Where to start.
Let's start with your links:
The guy admits that he is disappointed by Theora, it was annihilated by x264.
I only went through it quickly but the guy uses Sorenson Squeeze, not even on the map in terms of H.264, at least use a decent encoder like x264. Even then Theora still lost, LOL, Theora has no future.
This article talks about the Peak signal-to-noise ratio (PSNR), those values are of little relevance in reality, it's something used by the people working on encoders. You can easily tweak a encoder for a brilliant PSNR, that doesn't mean it'll look good (in fact it won't look good at all). Do your research, PSNR is not a quality measure. EDIT: I see even the author on /. says the same thing. Regardless x264 added an option recently to drastically improve the PSNR, decreases image quality tho (as if there aren't enough independent research and information that proves PSNR is a useless measure for quality).

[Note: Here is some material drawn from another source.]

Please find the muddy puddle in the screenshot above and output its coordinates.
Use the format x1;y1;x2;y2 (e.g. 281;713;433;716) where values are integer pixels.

This is probably the most respected video encoder shootout, extensive information on the methodology and extensive testing:
http://compression.ru/video/codec_comparison/h264_2010
Notice how Theora is even obliterated by MPEG-4 ASP (in that case XVid), came dead last in the comparison, x264 and MainConcept tied in first place. Once again, x264 is open source and freeware. It's is arguable the best H.264 encoder around and you don't have to pay to use it. Libavcodec decodes H.264 and it's freeware and open source, there are other freeware open source decoders also. Remind me why H.264 is bad again? Standard and patents are only a problem if you actually have to pay a fee. As I said, so far as I know it's free so long as the software is free.
Theora isn't widely adopted, in fact the opposite, and it never will be because no mayor companies are pushing it. You have to have the right company to back a product. H.264 is supported widely in both hardware and software, Theora, has 1 or 2 codecs that support it.
@Gnome: The only HTML5 specific tags used in that demo are <audio> and <video>. Nothing special - Firefox and Chrome are supporting the OSS codecs (Ogg, etc.) as opposed to the H.264 codec (which both Microsoft and Apple have their muddy fingers in selling to the world). Besides that, they use vendor sniffing to block out the modern browsers. That's bad marketing, and it's coming back to bite them already. Check the blogosphere on this story.
Microsoft uses VC-1, Apple uses MPEG-4 AVC (AKA. H.264), not the same thing, not even close. VC-1 is the only real competitor in terms of image quality to H.264 and there are no open source solutions and I doubt there ever will be, knowing MS.
As I said I have no comments on the HTML part, I was simply commenting on the video codec, I don't care for Apple or MS and what they think they'll impose in terms of the HTML 5 specification, I'm simply pointing out the facts regarding video encoding. I've been heavily involved in video coding and I can confidently state that the best choice is H.264, VC-1 is too proprietary and Theora has a plethora of problems.